Sejumlah aktivis menilai proses hukum ini berpotensi menimbulkan preseden terhadap kebebasan berekspresi di Indonesia.
Namun, di sisi lain, aparat kepolisian menegaskan bahwa langkah hukum tersebut bukan bentuk pembungkaman, melainkan penegakan hukum terhadap aksi yang menimbulkan kericuhan publik.
Beberapa pengamat hukum dari Universitas Indonesia menilai bahwa putusan hakim menolak praperadilan Delpedro menjadi pengingat bahwa mekanisme praperadilan bukan untuk membuktikan bersalah atau tidaknya seseorang, melainkan sebatas menilai sah tidaknya prosedur hukum.

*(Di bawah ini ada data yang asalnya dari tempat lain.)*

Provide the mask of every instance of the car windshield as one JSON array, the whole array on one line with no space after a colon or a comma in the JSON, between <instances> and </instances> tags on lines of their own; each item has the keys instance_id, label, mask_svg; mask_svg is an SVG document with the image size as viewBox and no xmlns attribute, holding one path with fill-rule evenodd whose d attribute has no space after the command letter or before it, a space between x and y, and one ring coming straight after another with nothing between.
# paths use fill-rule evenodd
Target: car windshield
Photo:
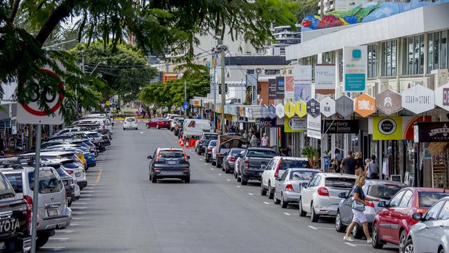
<instances>
[{"instance_id":1,"label":"car windshield","mask_svg":"<svg viewBox=\"0 0 449 253\"><path fill-rule=\"evenodd\" d=\"M367 195L374 198L390 200L403 187L397 185L373 185L370 186Z\"/></svg>"},{"instance_id":2,"label":"car windshield","mask_svg":"<svg viewBox=\"0 0 449 253\"><path fill-rule=\"evenodd\" d=\"M351 189L355 182L355 178L326 178L325 180L325 186L327 187Z\"/></svg>"},{"instance_id":3,"label":"car windshield","mask_svg":"<svg viewBox=\"0 0 449 253\"><path fill-rule=\"evenodd\" d=\"M290 180L309 180L316 173L317 171L293 171L290 173Z\"/></svg>"},{"instance_id":4,"label":"car windshield","mask_svg":"<svg viewBox=\"0 0 449 253\"><path fill-rule=\"evenodd\" d=\"M280 163L279 169L285 170L289 168L310 168L309 161L298 160L283 160Z\"/></svg>"},{"instance_id":5,"label":"car windshield","mask_svg":"<svg viewBox=\"0 0 449 253\"><path fill-rule=\"evenodd\" d=\"M430 207L439 199L449 196L449 193L443 192L419 192L419 207Z\"/></svg>"},{"instance_id":6,"label":"car windshield","mask_svg":"<svg viewBox=\"0 0 449 253\"><path fill-rule=\"evenodd\" d=\"M62 189L62 184L51 170L41 170L39 173L39 193L50 194L58 192ZM35 171L28 173L30 188L35 189Z\"/></svg>"},{"instance_id":7,"label":"car windshield","mask_svg":"<svg viewBox=\"0 0 449 253\"><path fill-rule=\"evenodd\" d=\"M247 156L273 158L276 156L276 152L272 150L250 150Z\"/></svg>"},{"instance_id":8,"label":"car windshield","mask_svg":"<svg viewBox=\"0 0 449 253\"><path fill-rule=\"evenodd\" d=\"M162 151L159 152L159 157L161 158L182 158L184 156L184 152L181 151Z\"/></svg>"}]
</instances>

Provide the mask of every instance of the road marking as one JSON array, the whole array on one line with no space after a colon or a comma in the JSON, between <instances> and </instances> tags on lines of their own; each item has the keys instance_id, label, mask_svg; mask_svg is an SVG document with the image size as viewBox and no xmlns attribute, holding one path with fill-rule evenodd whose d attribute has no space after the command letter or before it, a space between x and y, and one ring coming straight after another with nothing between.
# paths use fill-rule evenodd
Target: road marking
<instances>
[{"instance_id":1,"label":"road marking","mask_svg":"<svg viewBox=\"0 0 449 253\"><path fill-rule=\"evenodd\" d=\"M99 182L99 178L102 177L102 174L103 174L103 170L100 169L99 171L98 171L98 176L97 176L97 180L95 180L95 182Z\"/></svg>"}]
</instances>

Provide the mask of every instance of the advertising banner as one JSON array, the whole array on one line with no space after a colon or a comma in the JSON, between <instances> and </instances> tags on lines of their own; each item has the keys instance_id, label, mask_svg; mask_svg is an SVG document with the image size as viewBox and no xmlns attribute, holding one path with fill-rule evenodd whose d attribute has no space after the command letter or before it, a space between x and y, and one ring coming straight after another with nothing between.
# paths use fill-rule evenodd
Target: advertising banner
<instances>
[{"instance_id":1,"label":"advertising banner","mask_svg":"<svg viewBox=\"0 0 449 253\"><path fill-rule=\"evenodd\" d=\"M335 93L335 65L315 65L315 93Z\"/></svg>"},{"instance_id":2,"label":"advertising banner","mask_svg":"<svg viewBox=\"0 0 449 253\"><path fill-rule=\"evenodd\" d=\"M312 66L293 67L294 100L309 101L312 98Z\"/></svg>"},{"instance_id":3,"label":"advertising banner","mask_svg":"<svg viewBox=\"0 0 449 253\"><path fill-rule=\"evenodd\" d=\"M343 48L343 92L365 92L367 72L366 46Z\"/></svg>"}]
</instances>

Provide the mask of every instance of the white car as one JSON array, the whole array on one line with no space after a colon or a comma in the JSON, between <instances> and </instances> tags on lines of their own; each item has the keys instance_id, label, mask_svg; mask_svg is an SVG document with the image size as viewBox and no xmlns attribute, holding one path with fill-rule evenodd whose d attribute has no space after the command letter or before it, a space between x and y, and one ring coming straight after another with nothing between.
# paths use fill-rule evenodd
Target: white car
<instances>
[{"instance_id":1,"label":"white car","mask_svg":"<svg viewBox=\"0 0 449 253\"><path fill-rule=\"evenodd\" d=\"M449 251L449 197L436 202L422 217L413 214L413 218L421 222L410 227L404 252Z\"/></svg>"},{"instance_id":2,"label":"white car","mask_svg":"<svg viewBox=\"0 0 449 253\"><path fill-rule=\"evenodd\" d=\"M262 165L264 167L264 165ZM307 158L300 158L290 156L275 156L268 162L265 170L262 174L260 183L260 195L267 195L272 199L276 189L276 178L280 178L287 169L311 169L310 162Z\"/></svg>"},{"instance_id":3,"label":"white car","mask_svg":"<svg viewBox=\"0 0 449 253\"><path fill-rule=\"evenodd\" d=\"M137 130L137 121L134 117L127 117L123 122L123 130L130 129Z\"/></svg>"},{"instance_id":4,"label":"white car","mask_svg":"<svg viewBox=\"0 0 449 253\"><path fill-rule=\"evenodd\" d=\"M310 214L312 222L318 222L320 216L335 216L342 192L347 194L356 182L355 175L339 173L318 173L307 185L301 185L299 196L299 216Z\"/></svg>"}]
</instances>

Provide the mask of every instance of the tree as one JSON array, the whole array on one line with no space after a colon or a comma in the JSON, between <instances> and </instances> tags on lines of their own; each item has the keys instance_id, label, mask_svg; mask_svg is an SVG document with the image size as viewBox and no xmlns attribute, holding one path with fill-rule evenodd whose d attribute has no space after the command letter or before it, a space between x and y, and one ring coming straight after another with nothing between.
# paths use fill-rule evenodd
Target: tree
<instances>
[{"instance_id":1,"label":"tree","mask_svg":"<svg viewBox=\"0 0 449 253\"><path fill-rule=\"evenodd\" d=\"M30 101L37 82L42 90L61 91L56 80L39 71L48 66L67 84L62 111L70 113L75 104L70 91L84 92L86 84L97 81L84 76L67 53L42 46L71 19L79 18L75 28L79 39L86 38L88 44L102 39L105 48L112 44L114 51L132 35L145 53L160 55L170 49L189 62L198 43L195 36L220 32L222 37L229 33L233 39L243 37L261 46L274 39L271 24L293 26L297 20L291 10L297 8L296 3L285 0L0 0L0 80L19 79L21 102ZM48 110L44 97L38 102Z\"/></svg>"},{"instance_id":2,"label":"tree","mask_svg":"<svg viewBox=\"0 0 449 253\"><path fill-rule=\"evenodd\" d=\"M136 46L123 44L115 50L112 46L109 44L105 48L102 41L96 41L88 46L79 44L69 53L79 63L84 59L86 74L101 74L108 88L102 91L105 100L119 95L125 102L132 101L141 86L156 77L157 70L148 65L146 57Z\"/></svg>"}]
</instances>

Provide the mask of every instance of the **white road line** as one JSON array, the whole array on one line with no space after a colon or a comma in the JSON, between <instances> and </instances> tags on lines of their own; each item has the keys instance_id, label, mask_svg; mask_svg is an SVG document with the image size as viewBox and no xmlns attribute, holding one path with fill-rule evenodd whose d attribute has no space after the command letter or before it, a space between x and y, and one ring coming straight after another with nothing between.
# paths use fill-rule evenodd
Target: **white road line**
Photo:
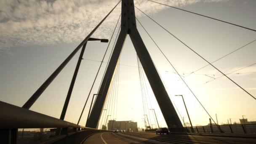
<instances>
[{"instance_id":1,"label":"white road line","mask_svg":"<svg viewBox=\"0 0 256 144\"><path fill-rule=\"evenodd\" d=\"M104 133L102 133L101 134L101 139L102 140L102 141L103 141L103 142L104 142L104 144L107 144L107 143L106 142L106 141L105 141L104 140L104 139L103 139L103 138L102 138L102 134Z\"/></svg>"}]
</instances>

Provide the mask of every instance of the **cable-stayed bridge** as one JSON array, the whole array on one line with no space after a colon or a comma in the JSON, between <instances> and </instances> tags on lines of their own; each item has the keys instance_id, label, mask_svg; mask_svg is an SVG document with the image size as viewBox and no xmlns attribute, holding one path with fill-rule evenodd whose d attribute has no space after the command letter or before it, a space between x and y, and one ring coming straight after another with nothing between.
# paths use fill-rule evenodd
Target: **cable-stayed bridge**
<instances>
[{"instance_id":1,"label":"cable-stayed bridge","mask_svg":"<svg viewBox=\"0 0 256 144\"><path fill-rule=\"evenodd\" d=\"M198 15L231 25L241 29L256 32L256 30L243 26L226 21L223 20L218 19L214 18L201 15L190 11L186 11L161 3L148 0L152 3L157 3L160 5L164 5L172 8L177 9L179 10L191 13L192 14ZM121 14L117 21L116 22L112 36L109 41L108 40L98 39L91 37L93 33L101 24L104 21L107 19L109 15L113 11L115 8L119 4L121 5ZM176 70L168 57L162 51L160 46L148 32L147 30L144 27L144 25L140 20L136 17L135 8L137 9L142 14L145 15L149 19L155 23L156 25L166 31L178 41L180 42L189 51L195 53L199 57L205 61L207 64L194 71L193 72L187 74L184 76L180 74ZM117 30L117 25L119 21L121 24ZM169 94L166 90L166 85L163 83L162 78L157 69L155 63L152 59L144 44L142 38L137 29L137 24L139 24L155 46L158 48L163 57L166 59L170 65L175 71L173 72L178 75L180 80L187 87L190 92L200 104L205 112L208 115L210 121L209 126L193 126L187 112L185 101L183 99L184 106L189 120L189 125L186 125L184 120L181 121L182 117L178 110L177 110L176 106L170 99ZM116 30L118 31L118 36L114 37L114 34ZM131 121L126 121L124 131L122 133L113 133L112 130L114 128L117 128L118 126L113 126L112 127L107 127L107 123L109 123L110 117L116 118L117 101L118 97L118 83L119 79L119 70L120 64L119 58L122 51L122 48L125 43L127 35L128 35L133 44L137 54L137 61L138 69L140 78L140 84L141 89L141 94L143 99L143 111L144 112L143 121L145 124L145 131L143 132L137 132L138 129L130 130L128 128L126 125L128 125ZM99 69L96 72L91 88L88 92L88 97L85 100L85 103L79 116L79 120L77 124L74 124L64 121L65 117L68 108L70 99L76 81L77 76L78 73L81 61L84 59L83 56L85 51L87 43L88 41L100 41L102 43L109 43L108 45L101 63ZM114 41L114 46L110 50L112 54L107 62L104 75L102 77L100 87L98 91L93 92L92 91L95 81L98 76L99 72L105 58L107 51L110 50L110 42ZM16 144L18 139L18 128L55 128L52 129L51 137L48 138L46 140L40 141L36 143L171 143L177 144L187 143L255 143L256 142L256 125L253 124L241 124L241 125L231 125L231 120L230 120L230 125L220 125L218 121L216 121L214 117L211 115L203 104L201 103L197 98L193 90L187 84L184 78L189 77L203 68L210 66L218 71L221 75L215 77L215 76L205 75L205 76L211 79L206 83L221 77L225 77L232 83L237 87L239 88L246 95L251 98L252 101L256 100L255 96L247 91L239 83L229 77L229 75L236 72L238 70L251 67L256 63L251 64L244 67L236 70L229 73L224 73L214 65L214 63L224 57L227 56L239 50L246 47L247 45L254 43L256 40L252 41L242 47L230 52L229 53L223 56L216 60L210 62L204 58L200 53L179 38L173 34L161 25L156 20L151 18L149 16L141 11L139 8L134 5L133 0L123 0L120 1L106 16L102 21L96 26L92 31L84 39L73 52L56 69L51 75L40 87L40 88L30 97L22 107L15 106L9 104L1 101L0 107L1 109L1 125L0 132L1 140L3 143ZM80 50L79 59L75 72L70 83L70 87L67 95L59 119L57 119L30 110L29 109L34 104L40 96L45 90L51 84L62 69L66 66L74 56ZM159 106L161 112L164 118L166 125L170 131L170 133L168 135L156 135L156 129L152 128L152 123L150 117L149 120L147 114L149 110L154 112L155 117L154 117L155 127L159 128L157 122L157 117L155 109L152 109L151 101L148 98L148 88L146 84L146 80L147 79L149 84L155 97L157 103ZM93 94L92 93L94 93ZM91 101L89 101L89 98L92 96ZM181 96L182 95L177 95ZM95 101L94 101L95 100ZM81 118L84 112L86 105L90 105L89 112L87 114L87 120L85 126L79 125ZM243 117L243 120L245 120ZM150 121L150 123L149 123ZM156 121L157 123L156 123ZM151 125L150 124L151 124ZM104 127L101 127L102 125ZM121 125L121 123L120 123ZM121 126L119 128L120 129ZM146 131L147 130L147 131ZM40 133L43 135L43 133ZM23 135L22 132L22 135Z\"/></svg>"}]
</instances>

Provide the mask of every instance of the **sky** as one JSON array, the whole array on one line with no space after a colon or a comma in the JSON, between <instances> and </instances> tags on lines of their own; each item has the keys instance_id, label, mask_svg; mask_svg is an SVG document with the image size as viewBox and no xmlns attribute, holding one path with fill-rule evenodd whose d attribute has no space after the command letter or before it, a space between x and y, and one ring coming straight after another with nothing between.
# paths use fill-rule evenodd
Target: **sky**
<instances>
[{"instance_id":1,"label":"sky","mask_svg":"<svg viewBox=\"0 0 256 144\"><path fill-rule=\"evenodd\" d=\"M254 0L159 0L161 3L256 29ZM118 0L1 0L0 2L0 100L22 106L45 80L89 34ZM256 40L255 32L192 14L172 9L146 0L134 5L209 61L213 61ZM182 75L207 64L192 51L139 11L136 17ZM120 13L119 5L92 37L110 40ZM119 28L120 22L118 27ZM185 121L188 122L182 94L194 125L209 123L209 116L180 80L166 59L137 22L137 27L162 77L172 101ZM117 33L116 29L113 39ZM110 42L89 101L97 92L107 62L114 44ZM77 123L108 43L89 42L86 46L65 120ZM228 74L256 63L256 42L213 63ZM59 118L79 51L32 106L31 110ZM134 120L143 126L147 114L154 122L152 112L160 126L163 117L147 80L150 101L144 113L136 52L128 36L120 58L117 102L110 118ZM92 61L93 60L93 61ZM239 74L237 74L239 73ZM205 76L205 75L208 76ZM256 96L256 65L228 75L243 88ZM146 75L144 75L144 76ZM211 117L219 123L227 120L238 122L242 115L256 121L251 97L208 66L185 77L184 80ZM109 97L110 96L109 96ZM80 124L84 125L89 108L87 105ZM109 108L108 109L110 109ZM114 111L112 109L112 111ZM181 117L180 117L181 118ZM101 118L102 119L102 118ZM153 125L153 127L155 125Z\"/></svg>"}]
</instances>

Sementara itu, masyarakat di media sosial terbagi dua. Sebagian mendukung langkah tegas aparat, sementara lainnya menilai perlu kehati-hatian agar proses hukum tidak menimbulkan kesan kriminalisasi terhadap aktivis.
Baca Juga: KPK Periksa PNS Kemenaker Terkait Kasus Pemerasan TKA Rp 85 Miliar, Aset Mewah Disita Penyidik
Kasus ini juga menjadi sorotan di berbagai daerah, termasuk Bandung dan kota-kota besar lainnya, karena menyangkut isu kebebasan berpendapat yang sering menjadi bahan diskusi di kalangan mahasiswa dan organisasi sipil.
Beberapa komunitas di Bandung, misalnya, menyerukan agar proses hukum dijalankan secara transparan, tanpa mengabaikan prinsip fair trial.
Dengan ditolaknya praperadilan Delpedro, maka penyidikan kasus dugaan penghasutan demonstrasi ini akan berlanjut hingga tahap pelimpahan ke kejaksaan.
Langkah ini sekaligus menjadi sinyal bahwa hakim cenderung berpihak pada formalisme hukum ketimbang tafsir politis dalam kasus yang melibatkan aktivis.
Meski begitu, publik berharap agar proses hukum berjalan objektif dan tidak dimanfaatkan sebagai alat represi terhadap kritik sosial.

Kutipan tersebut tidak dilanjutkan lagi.